Further, companies that are currently in fiscal year end should consider and understand the implications that Section 301 duties have had on their financials. This includes ensuring accruals for duty drawback refunds are correctly assessed and considering 301 duty impact on end of year transfer pricing adjustments.

US distributors who purchase from related parties will almost certainly have transfer prices impacted by the continuation of 301 duties. Along with the strategic importance of mitigating duty impact while aligning the income tax and customs approaches, mechanics for reporting any transfer pricing adjustments to US Customs should also be reviewed.
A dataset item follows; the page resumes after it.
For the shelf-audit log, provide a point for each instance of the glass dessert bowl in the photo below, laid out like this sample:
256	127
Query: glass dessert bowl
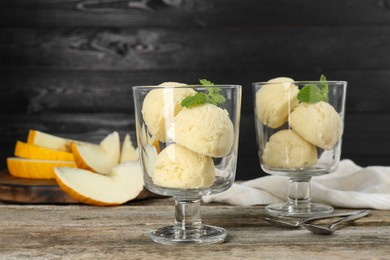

This process may be particularly complex when duties are present for only a portion of the year, and in many cases actions need to be taken in advance of importations. Companies should address the impact of duties on transfer prices proactively.

  • Endnotes

    1. See White House Fact Sheet, “President Donald J. Trump is Signing a Landmark Phase One Trade Agreement with China.”

    2. See USTR report, “Findings of the Investigation into China’s Acts, Policies, and Practices, Related to Technology Transfer, Intellectual Property, and Innovation under Section 301 of the Trade Act of 1974, Executive Summary.”

    3. See “Economic and Trade Agreement between the Government of the United States of America and the Government of the People’s Republic of China.”

    4. See http://www.mofcom.gov.cn/article/ae/ai/202001/20200102930845.shtml.

    5. See 82 FR 39007.

    6. See USTR Report “FINDINGS OF THE INVESTIGATION INTO CHINA’S ACTS, POLICIES, AND PRACTICES RELATED TO TECHNOLOGY TRANSFER, INTELLECTUAL PROPERTY, AND INNOVATION UNDER SECTION 301 OF THE TRADE ACT OF 1974, Executive Summary.”

    7. Currency references in the Alert are in US$.

    8. See 83 FR 28710.

    9. See 83 FR 40823.

    10. See 83 FR 26930.

    11. See 84 FR 45821.

    12. The “Economic and Trade Agreement between the Government of the United States of America and the Government of the People’s Republic of China”, Chapter 6, Annex 6.1 provides the formal increases per Product Category. We note that the USTR website Fact Sheet for “Expanding Trade” erroneously provided differing ranges.

    13. See USTR Notice “Notice of Modification of Section 301 Action: China’s Acts, Policies, and Practices Related to Technology Transfer, Intellectual Property, and Innovation.”